Di Somma Alberto, Andaluz Norberto, Gogela Steven L, Cavallo Luigi Maria, Keller Jeffrey T, Prats-Galino Alberto, Cappabianca Paolo
Division of Neurosurgery, School of Medicine and Surgery, Universita degli Studi di Napoli Federico II, Naples, Italy.
Department of Neurosurgery, University of Cincinnati College of Medicine, Comprehensive Stroke Center at UC Neuroscience Institute, Mayfield Clinic, Cincinnati, Ohio, USA.
World Neurosurg. 2017 May;101:227-235. doi: 10.1016/j.wneu.2017.01.117. Epub 2017 Feb 21.
Various surgical routes have been used to decompress the intracanalicular optic nerve. Historically, a transcranial corridor was used, but more recently, ventral approaches (endonasal and/or transorbital) have been proposed, individually or in combination. The present study aims to detail and quantify the amount of bony optic canal removal that may be achieved via transcranial, transorbital, and endonasal pathways. In addition, the surgical freedom of each approach was analyzed.
In 10 cadaveric specimens (20 canals), optic canals were decompressed via pterional, endoscopic endonasal, and endoscopic superior eyelid transorbital corridors. The surgical freedom and circumferential optic canal decompression afforded by each approach was quantitatively analyzed. Statistical comparison was carried using a nonpaired Student t test.
An open pterional transcranial approach allowed the greatest area of surgical freedom (transcranial, 109.4 ± 33.6 cm; transorbital, 37.2 ± 4.9 cm; endonasal homolateral, 10.9 ± 5.2 cm; and endonasal contralateral, 11.1 ± 5.6 cm) with widest optic canal decompression compared with the other 2 ventral routes (transcranial, 245.2; transorbital, 177.9; endonasal, 144.6).

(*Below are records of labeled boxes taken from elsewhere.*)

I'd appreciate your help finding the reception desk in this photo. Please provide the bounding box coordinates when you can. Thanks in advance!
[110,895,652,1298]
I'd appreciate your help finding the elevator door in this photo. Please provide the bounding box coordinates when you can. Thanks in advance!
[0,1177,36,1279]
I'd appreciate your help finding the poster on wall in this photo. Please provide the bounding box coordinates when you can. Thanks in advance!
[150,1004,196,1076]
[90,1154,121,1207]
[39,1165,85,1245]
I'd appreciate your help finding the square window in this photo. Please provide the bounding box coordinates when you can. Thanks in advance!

These differences reached, in many cases, statistical significance for the transcranial approach.
This anatomic contribution provides a comprehensive evaluation of surgical access to the optic canal via 3 distinct, but complementary, approaches: transcranial, transorbital, and endonasal. Our results show that, as expected, a transcranial approach achieved the widest degree of circumferential optic canal decompression and the greatest surgical freedom for manipulation of surgical instruments. Further surgical experience is necessary to determine the proper surgical indication for the transorbital approach to this disease.
已采用多种手术路径对视神经管进行减压。过去使用经颅入路,但最近有人提出经腹侧入路(鼻内和/或经眶),可单独使用或联合使用。本研究旨在详细描述并量化经颅、经眶和鼻内路径可实现的视神经管骨质切除量。此外,还分析了每种入路的手术操作空间。

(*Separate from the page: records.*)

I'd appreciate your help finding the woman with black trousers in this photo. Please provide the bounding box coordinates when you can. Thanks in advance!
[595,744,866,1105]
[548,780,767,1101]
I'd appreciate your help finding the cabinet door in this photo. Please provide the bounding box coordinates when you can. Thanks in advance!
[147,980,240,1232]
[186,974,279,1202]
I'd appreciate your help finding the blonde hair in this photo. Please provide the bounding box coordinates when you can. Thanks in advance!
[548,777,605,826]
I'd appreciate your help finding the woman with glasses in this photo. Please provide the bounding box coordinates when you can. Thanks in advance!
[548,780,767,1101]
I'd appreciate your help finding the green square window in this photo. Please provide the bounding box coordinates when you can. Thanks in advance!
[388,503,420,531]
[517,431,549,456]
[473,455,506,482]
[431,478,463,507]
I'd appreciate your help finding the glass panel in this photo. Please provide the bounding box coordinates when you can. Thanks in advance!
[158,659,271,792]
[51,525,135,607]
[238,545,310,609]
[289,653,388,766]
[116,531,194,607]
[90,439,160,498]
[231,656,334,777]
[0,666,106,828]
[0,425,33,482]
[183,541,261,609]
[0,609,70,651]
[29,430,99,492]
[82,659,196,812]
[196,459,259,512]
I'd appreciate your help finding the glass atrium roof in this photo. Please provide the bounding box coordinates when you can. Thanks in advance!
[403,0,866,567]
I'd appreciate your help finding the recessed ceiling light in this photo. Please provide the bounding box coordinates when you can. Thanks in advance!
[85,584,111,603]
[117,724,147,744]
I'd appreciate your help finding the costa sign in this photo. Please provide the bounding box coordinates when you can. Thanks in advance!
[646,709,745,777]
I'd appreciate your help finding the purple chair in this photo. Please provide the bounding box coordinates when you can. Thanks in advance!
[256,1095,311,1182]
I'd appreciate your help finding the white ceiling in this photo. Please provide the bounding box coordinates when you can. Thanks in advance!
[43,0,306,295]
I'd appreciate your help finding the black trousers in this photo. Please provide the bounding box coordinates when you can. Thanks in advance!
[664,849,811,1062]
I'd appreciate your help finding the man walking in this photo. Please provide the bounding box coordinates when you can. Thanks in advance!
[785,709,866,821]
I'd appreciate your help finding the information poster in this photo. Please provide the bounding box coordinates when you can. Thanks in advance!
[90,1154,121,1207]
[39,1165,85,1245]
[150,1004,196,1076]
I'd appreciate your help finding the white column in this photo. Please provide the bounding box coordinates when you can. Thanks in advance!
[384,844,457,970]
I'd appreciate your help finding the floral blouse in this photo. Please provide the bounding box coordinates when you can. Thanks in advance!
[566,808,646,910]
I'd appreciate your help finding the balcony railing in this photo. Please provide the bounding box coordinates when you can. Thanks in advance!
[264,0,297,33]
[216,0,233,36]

在10具尸体标本(20个神经管)中,通过翼点入路、鼻内镜下鼻内入路和内镜上睑经眶入路对视神经管进行减压。对每种入路的手术操作空间和视神经管圆周减压情况进行定量分析。采用非配对学生t检验进行统计学比较。
开放翼点经颅入路的手术操作空间最大(经颅,109.4±33.6平方厘米;经眶,37.2±4.9平方厘米;鼻内同侧,10.9±5.2平方厘米;鼻内对侧,11.1±5.6平方厘米),与其他两种经腹侧入路相比,视神经管减压范围最广(经颅,245.2;经眶,177.9;鼻内,144.6)。在许多情况下,经颅入路的这些差异具有统计学意义。
本解剖学研究通过三种不同但互补的入路:经颅、经眶和鼻内,对视神经管的手术入路进行了全面评估。我们的结果表明,正如预期的那样,经颅入路实现了最广泛的视神经管圆周减压,并且在手术器械操作方面具有最大的手术操作空间。对于这种疾病的经眶入路,需要进一步的手术经验来确定合适的手术适应症。